레이어를 제거하는 pop() 메서드도 있습니다. Sequential 모델은 레이어 리스트와 매우 비슷하게 동작합니다.

model.pop()
print(len(model.layers))  # 2

결과

또한 Sequential 생성자는 (Keras의 모든 레이어나 모델과 마찬가지로) name 인수를 허용합니다. 이는 의미적으로(semantically) 의미 있는(meaningful) 이름으로 TensorBoard 그래프에 어노테이션 하기에 유용합니다.

model = keras.Sequential(name="my_sequential")
model.add(layers.Dense(2, activation="relu", name="layer1"))
model.add(layers.Dense(3, activation="relu", name="layer2"))
model.add(layers.Dense(4, name="layer3"))

입력 모양을 미리 지정

일반적으로, Keras의 모든 레이어는 가중치를 생성하기 위해 입력의 모양을 알아야 합니다. 따라서 이와 같은 레이어를 만들면, 처음에는 가중치가 없습니다.

layer = layers.Dense(3)
layer.weights  # 비어 있음

결과

[]

입력에 대해 처음 호출될 때 가중치를 생성합니다. 가중치의 모양은 입력의 모양에 따라 달라지기 때문입니다.

# 테스트 입력에 대한 레이어 호출
x = ops.ones((1, 4))
y = layer(x)
layer.weights  # 이제 (4, 3) 및 (3,) 모양의 가중치가 있습니다.

결과

[<KerasVariable shape=(4, 3), dtype=float32, path=dense_6/kernel>,
 <KerasVariable shape=(3,), dtype=float32, path=dense_6/bias>]

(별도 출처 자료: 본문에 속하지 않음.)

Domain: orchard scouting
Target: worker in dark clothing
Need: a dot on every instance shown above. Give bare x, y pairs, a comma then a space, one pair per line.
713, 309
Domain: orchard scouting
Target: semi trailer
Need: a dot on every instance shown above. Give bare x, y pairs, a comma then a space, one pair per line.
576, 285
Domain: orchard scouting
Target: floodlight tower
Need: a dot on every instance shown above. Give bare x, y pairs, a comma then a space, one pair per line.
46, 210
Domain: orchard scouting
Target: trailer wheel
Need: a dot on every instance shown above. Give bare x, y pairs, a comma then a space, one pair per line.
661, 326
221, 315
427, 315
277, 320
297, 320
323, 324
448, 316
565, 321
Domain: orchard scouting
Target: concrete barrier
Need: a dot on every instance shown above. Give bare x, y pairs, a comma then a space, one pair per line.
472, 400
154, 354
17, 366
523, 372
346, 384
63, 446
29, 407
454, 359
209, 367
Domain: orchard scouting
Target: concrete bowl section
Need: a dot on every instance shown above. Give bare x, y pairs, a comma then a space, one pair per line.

당연히, 이는 Sequential 모델에도 적용됩니다. 입력 모양 없이 Sequential 모델을 인스턴스화하면, “빌드"되지 않습니다. 가중치가 없습니다. (그리고 model.weights를 호출하면 이 오류만 발생합니다) 가중치는 모델이 처음 입력 데이터를 볼 때 생성됩니다.

model = keras.Sequential(
    [
        layers.Dense(2, activation="relu"),
        layers.Dense(3, activation="relu"),
        layers.Dense(4),
    ]
)  # 이 단계에서는 가중치가 없습니다!

# 이 시점에서는, 다음을 수행할 수 없습니다.
# model.weights

# 다음 역시도 할 수 없습니다.
# model.summary()

# 테스트 입력에 대해 모델 호출
x = ops.ones((1, 4))
y = model(x)
print("Number of weights after calling the model:", len(model.weights))  # 6

결과

Number of weights after calling the model: 6

모델이 “빌드"되면, summary() 메서드를 호출하여 내용을 표시할 수 있습니다.

model.summary()

결과

Model: "sequential_3"
┏━━━━━━━━━━━━━━━━━━━━━━━━━━━━━━━━━┳━━━━━━━━━━━━━━━━━━━━━━━━━━━┳━━━━━━━━━━━━┓
┃ Layer (type)                    ┃ Output Shape              ┃    Param # ┃
┡━━━━━━━━━━━━━━━━━━━━━━━━━━━━━━━━━╇━━━━━━━━━━━━━━━━━━━━━━━━━━━╇━━━━━━━━━━━━┩
│ dense_7 (Dense)                 │ (1, 2)                    │         10 │
├─────────────────────────────────┼───────────────────────────┼────────────┤
│ dense_8 (Dense)                 │ (1, 3)                    │          9 │
├─────────────────────────────────┼───────────────────────────┼────────────┤
│ dense_9 (Dense)                 │ (1, 4)                    │         16 │
└─────────────────────────────────┴───────────────────────────┴────────────┘
 Total params: 35 (140.00 B)
 Trainable params: 35 (140.00 B)
 Non-trainable params: 0 (0.00 B)

그러나, Sequential 모델을 점진적으로(incrementally) 빌드할 때, 지금까지의 모델 요약을 현재 출력 모양을 포함하여 표시할 수 있다면 매우 유용할 수 있습니다. 이 경우, Input 객체를 모델에 전달하여 모델을 시작해야 하며, 이렇게 하면 처음부터 입력 모양을 알 수 있습니다.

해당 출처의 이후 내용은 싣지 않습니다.